I am trying to handle a hard to duplicate error case using TCPServer. We have seen a few occurrences that when a socket timeout happens in the handler, the code never recovers and keeps returning the socket.timeout exception. This looks to be from the following snippet in the Socket.py library code:
def readinto(self, b):
"""Read up to len(b) bytes into the writable buffer *b* and return
the number of bytes read. If the socket is non-blocking and no bytes
are available, None is returned.
If *b* is non-empty, a 0 return value indicates that the connection
was shutdown at the other end.
"""
self._checkClosed()
self._checkReadable()
if self._timeout_occurred:
raise OSError("cannot read from timed out object")
while True:
try:
return self._sock.recv_into(b)
except timeout:
self._timeout_occurred = True
raise
except InterruptedError:
continue
except error as e:
if e.args[0] in _blocking_errnos:
return None
raise
once a timeout has occurred _timeout_occurred is set to True, and the next pass into this function, the socket has the flag set, and will immediately exit with the cannot read from timed out object error.
Now the code uses TCP Server (only relevant code included) Basically it is reading stuff from the socket, and queing it to be handled separately.
def get_event(file_):
pre_package_len = 8
msg = file_.read(pre_package_len)
if len(msg) == pre_package_len:
pkg = PRE_PACKAGE_FRAME.unpack(msg)
msg = file_.read(pkg['len'])
logger.debug('recv: type: %s len: %s bytes read: %s',
pkg['type'], pkg['len'], len(msg))
if len(msg) >= pkg['len']:
if pkg['type'] == cdefs.kNotification:
e = EVENT_FRAME.unpack(msg)
return decode_event(e)
logger.warn('received unsupported package type: %s', pkg['type'])
else:
logger.error('failed to recv')
class _EventHandler(StreamRequestHandler):
def handle(self):
logger.debug("Got event from %s", self.client_address)
try:
e = get_event(self.rfile)
if e:
self.q.put(e)
except socket.timeout:
logger.error('timed out reading event')
def process_event(q, handler, shutdown_sentinel):
for e in iter(q.get, shutdown_sentinel):
try:
handler(e)
except Exception:
logger.exception('Unhandled exception handling event: %s', e)
logger.info('exiting')
def eventhandler_maker(q, timeout):
return type('NewEventHandler',
(_EventHandler, object),
dict(q=q, timeout=timeout))
def process_events(handler, address, timeout=20):
sentinel = object()
q = Queue()
eventhandler = eventhandler_maker(q, timeout)

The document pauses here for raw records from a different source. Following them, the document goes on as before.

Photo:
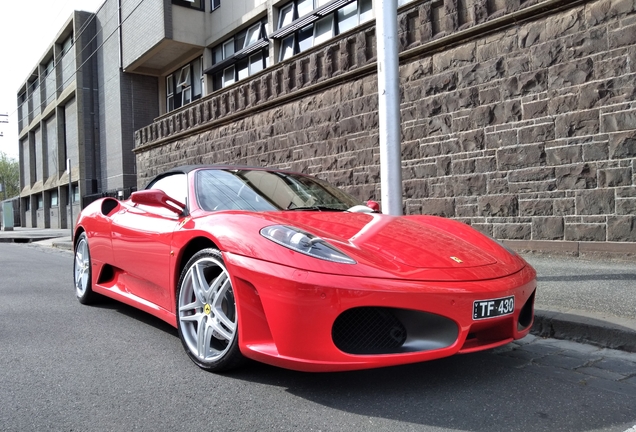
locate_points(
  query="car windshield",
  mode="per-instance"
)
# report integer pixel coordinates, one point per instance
(260, 190)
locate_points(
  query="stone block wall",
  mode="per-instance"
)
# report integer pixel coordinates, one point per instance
(517, 118)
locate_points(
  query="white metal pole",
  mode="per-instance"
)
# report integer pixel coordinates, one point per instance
(389, 107)
(70, 194)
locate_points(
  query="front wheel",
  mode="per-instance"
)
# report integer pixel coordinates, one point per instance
(82, 271)
(206, 313)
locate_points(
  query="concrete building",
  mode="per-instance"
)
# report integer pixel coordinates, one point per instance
(517, 116)
(108, 74)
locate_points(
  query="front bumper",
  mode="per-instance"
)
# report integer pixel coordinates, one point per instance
(287, 316)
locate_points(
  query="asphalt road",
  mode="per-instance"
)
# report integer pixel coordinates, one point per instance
(68, 367)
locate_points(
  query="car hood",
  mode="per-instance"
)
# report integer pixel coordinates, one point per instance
(398, 239)
(407, 243)
(423, 248)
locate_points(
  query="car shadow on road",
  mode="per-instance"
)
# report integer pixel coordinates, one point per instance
(136, 314)
(476, 392)
(588, 277)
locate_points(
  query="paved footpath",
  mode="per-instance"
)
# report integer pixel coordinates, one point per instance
(587, 365)
(590, 301)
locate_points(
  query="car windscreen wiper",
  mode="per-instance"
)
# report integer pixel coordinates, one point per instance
(315, 208)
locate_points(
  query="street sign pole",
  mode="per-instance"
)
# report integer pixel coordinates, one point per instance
(389, 107)
(70, 194)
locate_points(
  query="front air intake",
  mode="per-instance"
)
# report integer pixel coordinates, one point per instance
(368, 330)
(383, 330)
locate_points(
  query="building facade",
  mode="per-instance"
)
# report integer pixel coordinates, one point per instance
(517, 116)
(108, 74)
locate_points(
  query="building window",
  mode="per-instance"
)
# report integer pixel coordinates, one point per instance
(170, 93)
(321, 25)
(49, 67)
(184, 85)
(67, 44)
(242, 55)
(192, 4)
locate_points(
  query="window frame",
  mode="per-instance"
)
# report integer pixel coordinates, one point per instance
(190, 4)
(170, 93)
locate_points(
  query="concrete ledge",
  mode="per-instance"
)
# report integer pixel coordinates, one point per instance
(611, 250)
(583, 329)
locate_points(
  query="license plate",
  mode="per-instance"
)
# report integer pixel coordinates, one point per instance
(483, 309)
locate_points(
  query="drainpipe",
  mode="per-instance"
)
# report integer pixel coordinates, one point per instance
(389, 107)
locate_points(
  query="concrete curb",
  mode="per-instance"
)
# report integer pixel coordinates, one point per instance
(65, 245)
(590, 330)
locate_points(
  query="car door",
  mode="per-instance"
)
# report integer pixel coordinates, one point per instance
(142, 238)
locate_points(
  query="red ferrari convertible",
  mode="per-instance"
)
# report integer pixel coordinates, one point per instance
(288, 270)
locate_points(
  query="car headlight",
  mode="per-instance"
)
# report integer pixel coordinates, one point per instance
(305, 243)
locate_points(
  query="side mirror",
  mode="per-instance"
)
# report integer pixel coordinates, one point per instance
(373, 205)
(157, 198)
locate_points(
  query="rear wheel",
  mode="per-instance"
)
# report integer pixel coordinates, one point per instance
(82, 271)
(206, 313)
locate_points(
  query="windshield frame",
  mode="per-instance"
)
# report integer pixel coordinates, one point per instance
(286, 191)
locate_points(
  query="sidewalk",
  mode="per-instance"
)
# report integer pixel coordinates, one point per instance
(589, 301)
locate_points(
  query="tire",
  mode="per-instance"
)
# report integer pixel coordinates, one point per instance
(207, 318)
(82, 271)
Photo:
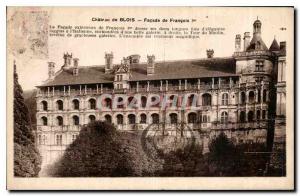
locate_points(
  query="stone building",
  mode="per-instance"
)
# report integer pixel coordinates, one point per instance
(234, 94)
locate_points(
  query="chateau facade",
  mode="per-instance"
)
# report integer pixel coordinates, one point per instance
(242, 95)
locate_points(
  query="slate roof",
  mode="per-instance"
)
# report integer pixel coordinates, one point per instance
(256, 40)
(182, 69)
(274, 46)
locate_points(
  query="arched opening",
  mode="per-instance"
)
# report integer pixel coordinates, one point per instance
(155, 118)
(143, 101)
(173, 118)
(131, 119)
(250, 116)
(258, 115)
(59, 105)
(120, 103)
(92, 104)
(263, 114)
(173, 101)
(264, 95)
(206, 99)
(242, 116)
(58, 139)
(251, 97)
(75, 120)
(192, 117)
(143, 119)
(155, 100)
(243, 97)
(192, 100)
(225, 99)
(75, 104)
(107, 103)
(259, 96)
(44, 105)
(92, 118)
(44, 121)
(224, 117)
(60, 121)
(120, 119)
(107, 118)
(132, 102)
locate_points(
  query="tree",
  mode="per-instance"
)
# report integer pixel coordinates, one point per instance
(101, 151)
(27, 160)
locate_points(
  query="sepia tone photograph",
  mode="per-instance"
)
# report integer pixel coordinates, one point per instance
(122, 94)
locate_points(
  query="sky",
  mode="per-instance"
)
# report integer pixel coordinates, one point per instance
(33, 69)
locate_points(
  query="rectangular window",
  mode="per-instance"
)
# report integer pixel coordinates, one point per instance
(259, 66)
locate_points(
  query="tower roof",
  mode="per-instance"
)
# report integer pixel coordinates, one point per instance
(274, 46)
(257, 44)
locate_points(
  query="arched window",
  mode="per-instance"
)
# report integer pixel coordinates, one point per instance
(173, 118)
(107, 103)
(59, 121)
(263, 114)
(120, 103)
(143, 119)
(132, 102)
(206, 99)
(92, 118)
(259, 96)
(250, 116)
(143, 101)
(155, 101)
(224, 117)
(58, 139)
(192, 100)
(243, 97)
(264, 95)
(92, 104)
(242, 116)
(44, 139)
(39, 139)
(205, 118)
(75, 104)
(107, 118)
(155, 118)
(192, 117)
(44, 121)
(44, 105)
(251, 97)
(60, 105)
(131, 119)
(119, 119)
(225, 99)
(75, 120)
(258, 115)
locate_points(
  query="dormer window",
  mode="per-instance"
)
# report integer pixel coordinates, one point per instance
(259, 66)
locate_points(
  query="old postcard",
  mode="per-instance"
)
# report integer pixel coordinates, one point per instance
(150, 98)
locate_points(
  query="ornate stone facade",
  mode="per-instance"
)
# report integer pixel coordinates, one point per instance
(210, 95)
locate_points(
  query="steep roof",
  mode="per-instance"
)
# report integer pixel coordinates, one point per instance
(256, 41)
(274, 46)
(198, 68)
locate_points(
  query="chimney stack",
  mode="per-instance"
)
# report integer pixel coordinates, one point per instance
(76, 64)
(108, 61)
(51, 72)
(238, 43)
(282, 45)
(210, 53)
(246, 40)
(151, 64)
(67, 60)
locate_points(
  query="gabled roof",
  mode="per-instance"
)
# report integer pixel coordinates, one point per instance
(181, 69)
(274, 46)
(257, 42)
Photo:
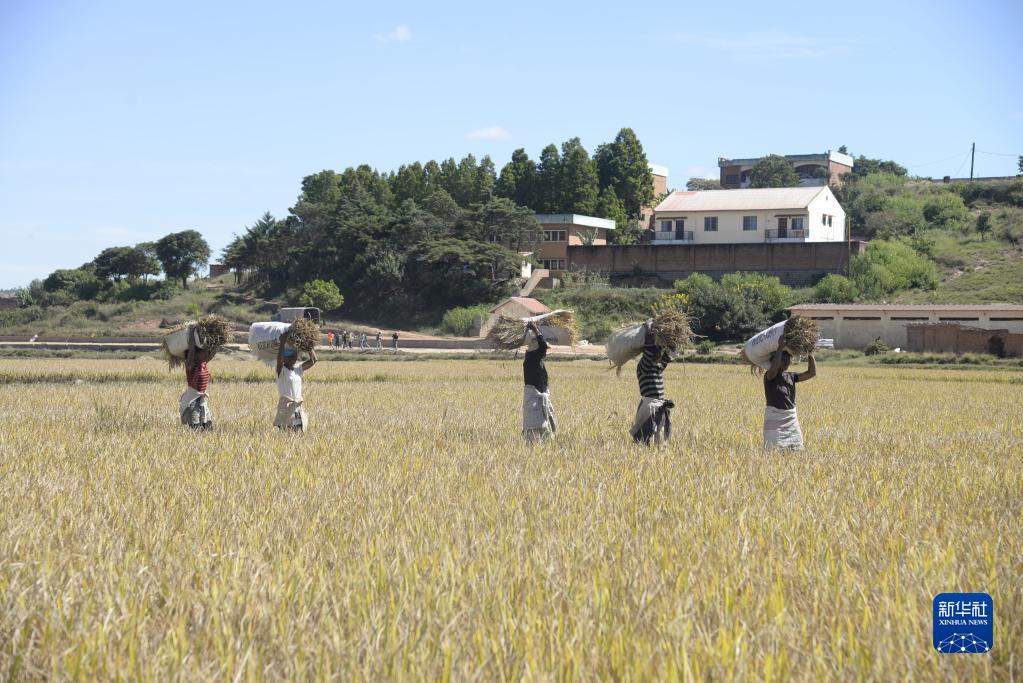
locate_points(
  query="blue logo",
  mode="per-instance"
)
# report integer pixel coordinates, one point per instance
(964, 623)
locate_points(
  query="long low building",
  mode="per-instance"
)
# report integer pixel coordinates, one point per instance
(854, 325)
(648, 265)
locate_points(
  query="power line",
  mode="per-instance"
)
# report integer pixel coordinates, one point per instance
(957, 155)
(997, 153)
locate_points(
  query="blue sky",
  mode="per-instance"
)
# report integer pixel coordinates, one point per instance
(121, 122)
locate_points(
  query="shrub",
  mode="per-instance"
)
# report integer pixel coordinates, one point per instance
(321, 293)
(705, 347)
(888, 267)
(946, 210)
(457, 321)
(835, 288)
(876, 348)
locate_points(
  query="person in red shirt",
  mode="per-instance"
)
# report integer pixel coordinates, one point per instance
(194, 403)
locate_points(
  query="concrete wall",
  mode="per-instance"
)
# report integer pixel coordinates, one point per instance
(954, 338)
(796, 264)
(855, 328)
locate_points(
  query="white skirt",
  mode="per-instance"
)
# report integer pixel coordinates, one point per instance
(782, 429)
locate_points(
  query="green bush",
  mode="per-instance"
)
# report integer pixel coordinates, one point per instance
(457, 321)
(705, 347)
(833, 288)
(889, 267)
(876, 348)
(946, 210)
(321, 293)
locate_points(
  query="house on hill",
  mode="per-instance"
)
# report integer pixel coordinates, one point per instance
(813, 170)
(736, 217)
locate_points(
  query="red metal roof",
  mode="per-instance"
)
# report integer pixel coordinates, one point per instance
(1016, 308)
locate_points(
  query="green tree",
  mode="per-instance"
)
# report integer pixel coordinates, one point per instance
(719, 313)
(518, 180)
(622, 165)
(765, 291)
(946, 210)
(700, 184)
(578, 183)
(548, 182)
(773, 171)
(834, 288)
(889, 267)
(321, 293)
(182, 254)
(110, 263)
(983, 225)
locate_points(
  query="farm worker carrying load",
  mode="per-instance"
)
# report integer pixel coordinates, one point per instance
(301, 335)
(194, 345)
(655, 342)
(794, 335)
(537, 412)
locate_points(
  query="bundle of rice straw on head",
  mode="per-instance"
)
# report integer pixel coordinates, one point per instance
(801, 335)
(509, 332)
(303, 334)
(210, 332)
(671, 329)
(213, 331)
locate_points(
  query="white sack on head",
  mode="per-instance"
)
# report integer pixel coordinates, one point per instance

server = TCPServer(address, eventhandler)
start_thread(server.serve_forever)
start_thread(process_event, (q, handler, sentinel))
def shutdown():
logger.info('shutting down')
q.put(sentinel)
server.shutdown()
def add_event(e):
q.put(e)
return shutdown, add_event
The symptoms are that once the timeout happens, the log keeps showing 'timed out reading event' and the code never does anything anymore. I added code to dump out the server.socket.gettimeout() and socket.getdefaulttimeout() and both return None. This application is running on an embedded Linux 3.10 kernel with python 3.4.0.
I have 2 questions here:
- What is a good recovery strategy here? Shutdown() / Close() the server socket and then restart it? Or are there better strategies?
- Is there a good third party tool to provoke a timeout so a recovery strategy can be proven to be correct?